Finjan, Inc. v. Blue Coat Systems, Inc., Case No. 2016-2520 (Fed. Cir. January 10, 2018)

In Finjan, Inc. v. Blue Coat Systems, Inc., the Federal Circuit held that a claim "directed to a method of providing computer security by scanning a downloadable and attaching the results of that scan to the downloadable itself in the form of a 'security profile'" was patent-eligible under 35 U.S.C. § 101.

The court delineated the two-step framework of Alice that requires 1) a determination as to whether the claims are "directed to" a patent-ineligible concept, and, if they are, then 2) a determination as to whether the additional elements of the claims transform the nature of the claim into a patent-eligible application.

The court noted that "[i]n cases involving software innovations, [the step one] inquiry often turns on whether the claims focus on the specific asserted improvement in computer capabilities . . . or, instead on a process that qualifies as an 'abstract idea' for which computers are invoked merely as a tool."

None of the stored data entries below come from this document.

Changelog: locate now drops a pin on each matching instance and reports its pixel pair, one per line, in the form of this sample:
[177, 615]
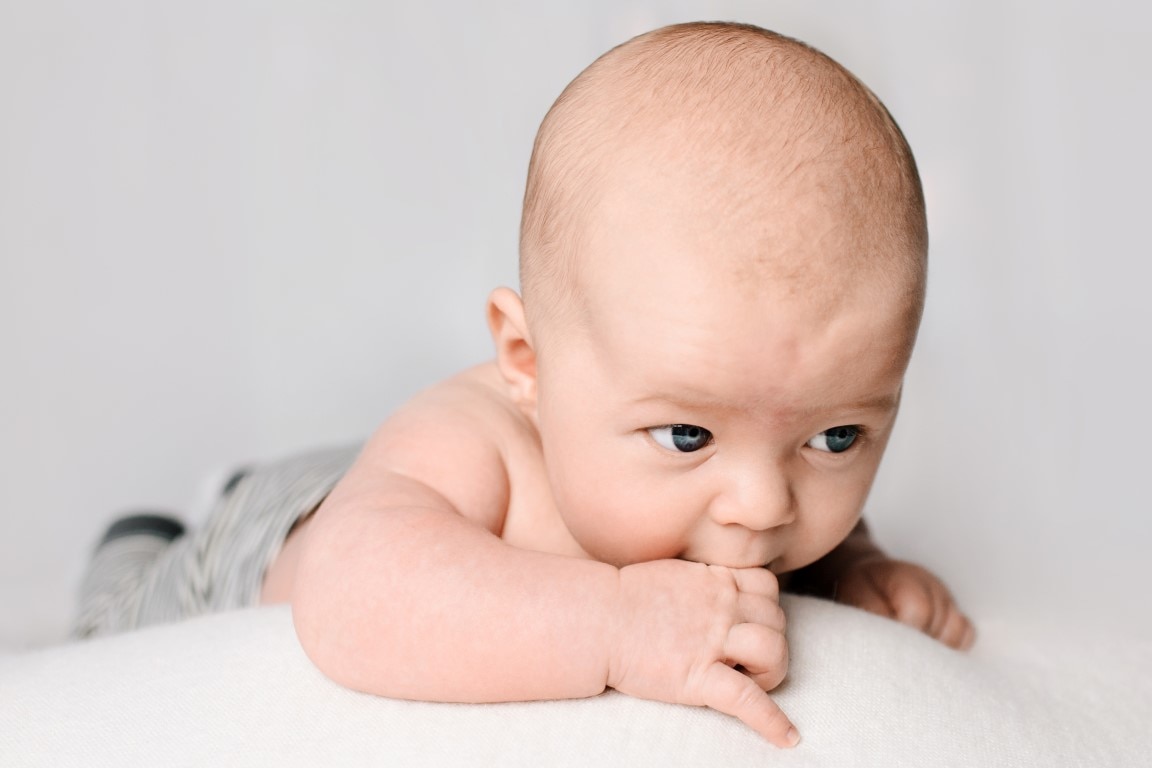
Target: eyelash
[862, 434]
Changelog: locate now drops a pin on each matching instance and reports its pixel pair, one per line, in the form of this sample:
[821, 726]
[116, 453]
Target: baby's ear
[515, 355]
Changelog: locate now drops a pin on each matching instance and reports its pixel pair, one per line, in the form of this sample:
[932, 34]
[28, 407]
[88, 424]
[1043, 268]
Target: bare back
[465, 439]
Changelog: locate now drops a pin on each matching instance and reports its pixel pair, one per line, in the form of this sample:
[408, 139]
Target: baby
[722, 270]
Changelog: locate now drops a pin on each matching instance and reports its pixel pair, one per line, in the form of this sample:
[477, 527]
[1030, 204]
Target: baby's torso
[530, 519]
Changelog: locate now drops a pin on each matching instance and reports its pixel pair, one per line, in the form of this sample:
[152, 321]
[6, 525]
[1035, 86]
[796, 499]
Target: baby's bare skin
[692, 397]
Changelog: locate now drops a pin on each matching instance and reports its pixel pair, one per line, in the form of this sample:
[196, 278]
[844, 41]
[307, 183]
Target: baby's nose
[757, 500]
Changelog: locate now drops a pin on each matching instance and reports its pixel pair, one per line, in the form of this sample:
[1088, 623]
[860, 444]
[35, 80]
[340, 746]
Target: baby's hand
[683, 628]
[909, 594]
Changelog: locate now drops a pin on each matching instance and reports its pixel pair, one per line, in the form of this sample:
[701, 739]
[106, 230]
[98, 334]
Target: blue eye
[683, 438]
[835, 440]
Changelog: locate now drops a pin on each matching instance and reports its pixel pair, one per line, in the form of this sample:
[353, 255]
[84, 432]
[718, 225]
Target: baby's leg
[220, 565]
[111, 591]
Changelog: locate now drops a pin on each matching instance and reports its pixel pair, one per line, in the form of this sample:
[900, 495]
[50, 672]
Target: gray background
[229, 230]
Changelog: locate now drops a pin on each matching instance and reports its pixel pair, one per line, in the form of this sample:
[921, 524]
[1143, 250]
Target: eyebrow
[702, 402]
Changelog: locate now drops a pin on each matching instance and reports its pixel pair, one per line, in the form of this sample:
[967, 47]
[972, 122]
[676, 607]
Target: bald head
[768, 134]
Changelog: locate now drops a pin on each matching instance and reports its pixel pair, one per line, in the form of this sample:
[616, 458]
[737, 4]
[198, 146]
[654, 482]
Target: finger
[869, 599]
[726, 690]
[956, 630]
[762, 652]
[942, 608]
[759, 609]
[757, 580]
[969, 638]
[911, 603]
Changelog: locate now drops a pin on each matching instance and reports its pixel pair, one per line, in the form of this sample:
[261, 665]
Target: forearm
[820, 577]
[421, 603]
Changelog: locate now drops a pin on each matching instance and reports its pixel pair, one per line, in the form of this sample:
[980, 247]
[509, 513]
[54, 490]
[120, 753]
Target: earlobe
[515, 354]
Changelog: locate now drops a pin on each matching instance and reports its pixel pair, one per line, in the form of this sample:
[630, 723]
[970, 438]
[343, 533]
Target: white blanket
[236, 690]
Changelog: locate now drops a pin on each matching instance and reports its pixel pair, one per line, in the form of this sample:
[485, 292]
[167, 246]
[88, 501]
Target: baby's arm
[858, 573]
[404, 590]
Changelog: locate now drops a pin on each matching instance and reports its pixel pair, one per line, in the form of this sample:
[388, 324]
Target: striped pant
[154, 573]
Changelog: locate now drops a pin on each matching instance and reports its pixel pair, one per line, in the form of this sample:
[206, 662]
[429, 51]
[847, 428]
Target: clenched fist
[703, 635]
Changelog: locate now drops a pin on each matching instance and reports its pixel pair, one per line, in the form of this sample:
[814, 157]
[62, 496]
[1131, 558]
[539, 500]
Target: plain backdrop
[233, 229]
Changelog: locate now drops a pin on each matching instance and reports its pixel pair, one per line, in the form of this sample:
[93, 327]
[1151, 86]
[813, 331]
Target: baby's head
[722, 265]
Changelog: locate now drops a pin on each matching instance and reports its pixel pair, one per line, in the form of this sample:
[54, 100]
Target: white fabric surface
[236, 690]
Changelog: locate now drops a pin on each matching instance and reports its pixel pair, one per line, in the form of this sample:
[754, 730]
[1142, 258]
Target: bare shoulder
[454, 439]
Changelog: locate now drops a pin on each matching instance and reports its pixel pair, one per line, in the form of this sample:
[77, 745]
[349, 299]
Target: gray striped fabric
[143, 579]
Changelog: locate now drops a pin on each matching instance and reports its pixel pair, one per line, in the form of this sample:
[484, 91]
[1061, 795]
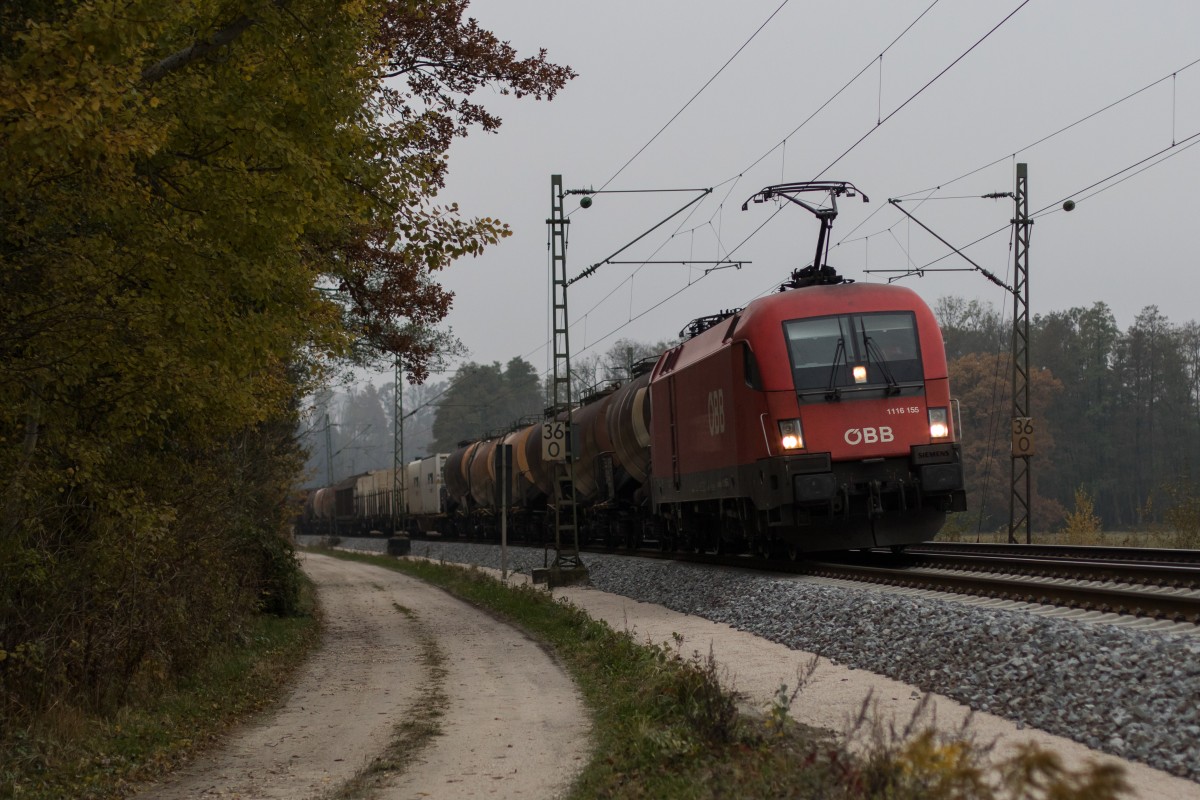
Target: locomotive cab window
[855, 353]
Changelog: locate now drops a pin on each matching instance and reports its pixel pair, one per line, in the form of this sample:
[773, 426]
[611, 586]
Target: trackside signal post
[558, 433]
[1023, 427]
[1023, 420]
[568, 566]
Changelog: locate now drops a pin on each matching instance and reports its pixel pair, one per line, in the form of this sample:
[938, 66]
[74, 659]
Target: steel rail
[1151, 573]
[1077, 552]
[1161, 605]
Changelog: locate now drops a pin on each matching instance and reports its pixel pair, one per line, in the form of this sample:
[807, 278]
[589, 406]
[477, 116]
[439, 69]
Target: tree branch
[199, 49]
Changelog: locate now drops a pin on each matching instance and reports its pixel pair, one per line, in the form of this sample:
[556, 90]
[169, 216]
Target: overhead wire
[707, 83]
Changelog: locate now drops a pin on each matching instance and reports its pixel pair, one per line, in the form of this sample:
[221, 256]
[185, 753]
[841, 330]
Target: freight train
[815, 419]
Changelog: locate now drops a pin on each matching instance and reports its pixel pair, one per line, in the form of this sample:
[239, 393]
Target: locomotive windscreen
[855, 352]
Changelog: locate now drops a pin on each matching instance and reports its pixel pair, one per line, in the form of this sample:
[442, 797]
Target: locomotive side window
[750, 366]
[855, 352]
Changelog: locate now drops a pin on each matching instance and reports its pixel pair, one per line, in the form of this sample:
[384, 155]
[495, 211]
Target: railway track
[1157, 584]
[1138, 582]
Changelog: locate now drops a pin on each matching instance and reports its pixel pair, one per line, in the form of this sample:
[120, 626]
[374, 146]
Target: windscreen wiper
[832, 390]
[874, 353]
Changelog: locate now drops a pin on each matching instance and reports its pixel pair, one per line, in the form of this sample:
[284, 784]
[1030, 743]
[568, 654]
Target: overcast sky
[1050, 65]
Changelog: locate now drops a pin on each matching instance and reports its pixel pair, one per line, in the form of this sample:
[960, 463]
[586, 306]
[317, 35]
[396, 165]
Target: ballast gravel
[1132, 693]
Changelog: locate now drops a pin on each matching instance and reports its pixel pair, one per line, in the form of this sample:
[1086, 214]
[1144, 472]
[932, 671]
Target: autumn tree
[201, 206]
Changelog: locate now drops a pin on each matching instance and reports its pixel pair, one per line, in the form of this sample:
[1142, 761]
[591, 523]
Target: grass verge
[69, 753]
[664, 727]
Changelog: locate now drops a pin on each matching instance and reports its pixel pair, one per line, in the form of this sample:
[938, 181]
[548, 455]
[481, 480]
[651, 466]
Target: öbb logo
[855, 437]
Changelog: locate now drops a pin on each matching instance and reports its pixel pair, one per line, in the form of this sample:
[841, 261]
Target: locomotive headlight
[790, 434]
[939, 423]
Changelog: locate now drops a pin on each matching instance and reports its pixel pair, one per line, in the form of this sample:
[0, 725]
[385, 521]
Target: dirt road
[511, 722]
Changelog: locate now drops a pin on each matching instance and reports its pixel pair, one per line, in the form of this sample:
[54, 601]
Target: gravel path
[525, 735]
[1131, 693]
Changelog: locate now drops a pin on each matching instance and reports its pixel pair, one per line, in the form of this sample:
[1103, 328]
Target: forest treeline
[207, 210]
[1117, 413]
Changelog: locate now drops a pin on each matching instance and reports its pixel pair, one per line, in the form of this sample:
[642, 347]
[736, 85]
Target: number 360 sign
[1023, 437]
[553, 440]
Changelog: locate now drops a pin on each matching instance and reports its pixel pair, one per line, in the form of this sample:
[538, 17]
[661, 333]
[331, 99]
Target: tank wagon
[815, 419]
[363, 504]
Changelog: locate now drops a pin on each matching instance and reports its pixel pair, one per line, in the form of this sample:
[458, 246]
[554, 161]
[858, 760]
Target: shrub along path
[406, 677]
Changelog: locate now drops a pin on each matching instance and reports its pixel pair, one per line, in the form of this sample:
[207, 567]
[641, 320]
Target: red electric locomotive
[815, 419]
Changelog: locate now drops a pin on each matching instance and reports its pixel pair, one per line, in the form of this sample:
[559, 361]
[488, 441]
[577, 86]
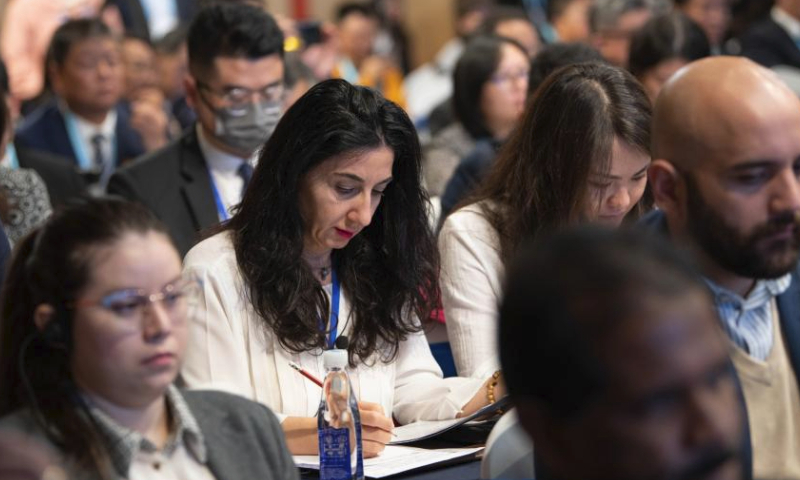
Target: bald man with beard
[726, 150]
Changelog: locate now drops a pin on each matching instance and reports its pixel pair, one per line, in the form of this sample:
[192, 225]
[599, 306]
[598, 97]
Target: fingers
[377, 420]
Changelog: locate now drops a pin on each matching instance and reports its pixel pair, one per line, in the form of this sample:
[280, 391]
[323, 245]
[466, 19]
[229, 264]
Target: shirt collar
[763, 291]
[218, 160]
[124, 444]
[788, 22]
[88, 130]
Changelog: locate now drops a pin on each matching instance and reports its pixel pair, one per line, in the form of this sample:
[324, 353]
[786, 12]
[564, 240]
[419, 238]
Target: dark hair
[565, 295]
[4, 85]
[475, 67]
[502, 14]
[389, 270]
[539, 181]
[347, 9]
[557, 55]
[556, 8]
[666, 37]
[170, 43]
[51, 266]
[72, 32]
[606, 13]
[231, 30]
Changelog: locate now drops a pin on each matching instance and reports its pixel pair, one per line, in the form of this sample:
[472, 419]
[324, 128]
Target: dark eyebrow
[234, 86]
[756, 164]
[359, 179]
[615, 177]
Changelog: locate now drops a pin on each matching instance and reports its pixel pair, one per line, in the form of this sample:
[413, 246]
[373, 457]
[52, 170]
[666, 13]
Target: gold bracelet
[490, 387]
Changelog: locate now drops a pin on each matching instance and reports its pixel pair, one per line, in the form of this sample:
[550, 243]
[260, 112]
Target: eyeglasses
[504, 79]
[129, 305]
[238, 99]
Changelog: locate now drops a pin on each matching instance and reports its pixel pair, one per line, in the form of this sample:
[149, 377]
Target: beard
[755, 255]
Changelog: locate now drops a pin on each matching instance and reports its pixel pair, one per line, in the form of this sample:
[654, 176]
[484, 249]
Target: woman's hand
[376, 428]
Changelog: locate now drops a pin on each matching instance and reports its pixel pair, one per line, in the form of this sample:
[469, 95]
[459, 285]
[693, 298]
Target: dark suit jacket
[135, 20]
[175, 184]
[62, 179]
[769, 44]
[244, 439]
[45, 130]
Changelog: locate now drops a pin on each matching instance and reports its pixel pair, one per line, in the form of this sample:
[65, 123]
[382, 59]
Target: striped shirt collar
[123, 443]
[749, 321]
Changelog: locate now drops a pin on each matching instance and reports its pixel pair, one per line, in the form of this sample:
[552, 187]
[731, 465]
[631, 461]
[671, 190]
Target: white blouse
[229, 349]
[471, 283]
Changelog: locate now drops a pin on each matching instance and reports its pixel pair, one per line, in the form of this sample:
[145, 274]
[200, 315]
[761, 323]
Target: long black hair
[388, 271]
[51, 266]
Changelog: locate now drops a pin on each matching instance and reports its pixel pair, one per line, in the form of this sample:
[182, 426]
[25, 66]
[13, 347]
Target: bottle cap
[334, 358]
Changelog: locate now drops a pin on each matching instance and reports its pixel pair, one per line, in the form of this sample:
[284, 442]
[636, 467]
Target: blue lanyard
[77, 144]
[222, 213]
[334, 321]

The representative claim recited:

1. A method comprising:

receiving by an inspector a Downloadable;

generating by the inspector a first Downloadable security profile that identifies suspicious code in the received Downloadable; and

linking by the inspector the first Downloadable security profile to the Downloadable before a web server makes the Downloadable available to web clients

Relying on the district court's claim construction of the limitation "identif[y] suspicious code," the court reiterated that the foregoing limitation can only be satisfied if the security profile includes "details about the suspicious code in the received downloadable."

Further, the court determined that the foregoing feature indicated that the claims were directed to "behavioral-based" virus scanning rather than traditional "code-matching" virus scanning, and posited that "the claimed method does a good deal more" than as compared to traditional virus scanning techniques.  In turn, the court determined that "behavioral-based" virus scanning constituted an improvement in computer functionality.

In support, the court noted that "behavioral-based" virus scanning permits the identification of and protection against previously unknown viruses as well as "obfuscated code" (cosmetically altered viruses).  Further, the court indicated that the method of claim 1 "employs a new kind of file that enables a computer security system to do things it could not do before."  For example, the court noted that the security profile permits user devices to determine whether to access a downloadable (executable application) in a more granular manner by utilizing information included in the security profile and information associated with a local security policy.

The court distinguished the present case from cases that held that a "result, even an innovative result, is not itself patentable."  In support, the court noted that the claims recite specific steps that accomplish a desired result.  The court did not proceed to step-two of Alice based on the determination that the claims were not directed to an abstract idea under step one.